«Между фарисеями был некто, именем Никодим, [один] из начальников Иудейских» (Ио, 3, 1).
Рассказ о беседе с Никодимом перекликается (если придерживаться предположения о том, что Иоанн выстраивал свою книгу как своего рода фрактал) с рассказом о чуде в Кане Галилейской — оба рассказа построены вокруг рассказа об изгнании торгующих из Храма. Правда, то, что для нас — рассказ об изгнании торгующих, а для очень многих из нас, христиан — оправдание насилия, для Иоанна, конечно, совсем другое. Ведь рассказ об изгнании торгующих заканчивается не призывом изгонять, насиловать, огнём и мечом защищать святыню. Он заканчивается предсказанием Иисуса о Своей (а не чужой) смерти и о воскресении.
Восстание из мёртвых — и вокруг рассказы о воде, о претворении воды в вино, о претворении воды в Дух. Воскресение — и до этого напоминание о браке, о том, что крепко связано с зачатием, с новой жизнью, а после этого — о родах и, что ещё любопытнее, сравнение Воскресшего Иисуса с медным змием, поставленным среди пустыни, места безводного, но места, находящегося между Пасхой — прохождением через Красное море — и Пасхой Обетованной земли. Не пустыня противостоит жизни, не отсутствие воды — воде, а вода гибельная, стоячая вода Красного моря — воде бессмертия. Смерть и в псалмах часто воспринимается как гибель в воде. Это вода, скажет Иисуса чуть ниже, в беседе с самарянкой — мёртвая, чёрной, которая лишь разжигает жажду и заставляет вечно себя лакать безо всякого оживления (Ио. 4, 13). Воскресение оказывается прорывом в воду настолько живую, что она уже и вино, и даже Дух Божий.

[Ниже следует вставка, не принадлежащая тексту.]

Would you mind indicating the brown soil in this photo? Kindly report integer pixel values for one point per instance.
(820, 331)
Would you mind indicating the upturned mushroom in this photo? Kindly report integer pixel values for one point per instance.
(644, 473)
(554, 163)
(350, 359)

Ночная беседа с Никодимом перекликается и с ночной беседой с учениками во время последней Трапезы. Там ученики сравниваются уже не с рождающими, но с рождающей женщиной (Ио. 16, 21), и Дух уже не рождает, но утешает, а вместо воды упоминается (и, главное, благословляется реально, телесно) вино. Да и ученики сравниваются — с виноградной лозой.
Рождение от Духа кажется очень выспренним, «гностическим», бестелесным. Но не для Иисуса и вообще не для евреев Его времени. Как и рождение самого Иисуса было — не прямо с Неба, а из женского чрева, и воды у Марии отходили, как у любой роженицы, а потом уже появился Иисус. Рождение Духом противопоставляется не рождению из вод женской утробы, а рождению от похоти власти, от крови насилия (это в большинстве культур преимущественно — «мужское», и в нашей культуре, увы, тоже) (Ио. 1, 13). Чаша с Кровью Христовой, чаша Тайной вечери — вот источник «воды живой» для всех причащающихся, вот источник жизни, рождения в Духе, и кровь, вино, Дух образы упоения и рождения нажимают на разные воспоминания всякого человека, чтобы размягчить нас, чтобы мы дали себе родиться в новый мир, в Царство Небесное, как Иисус родился в царства земные.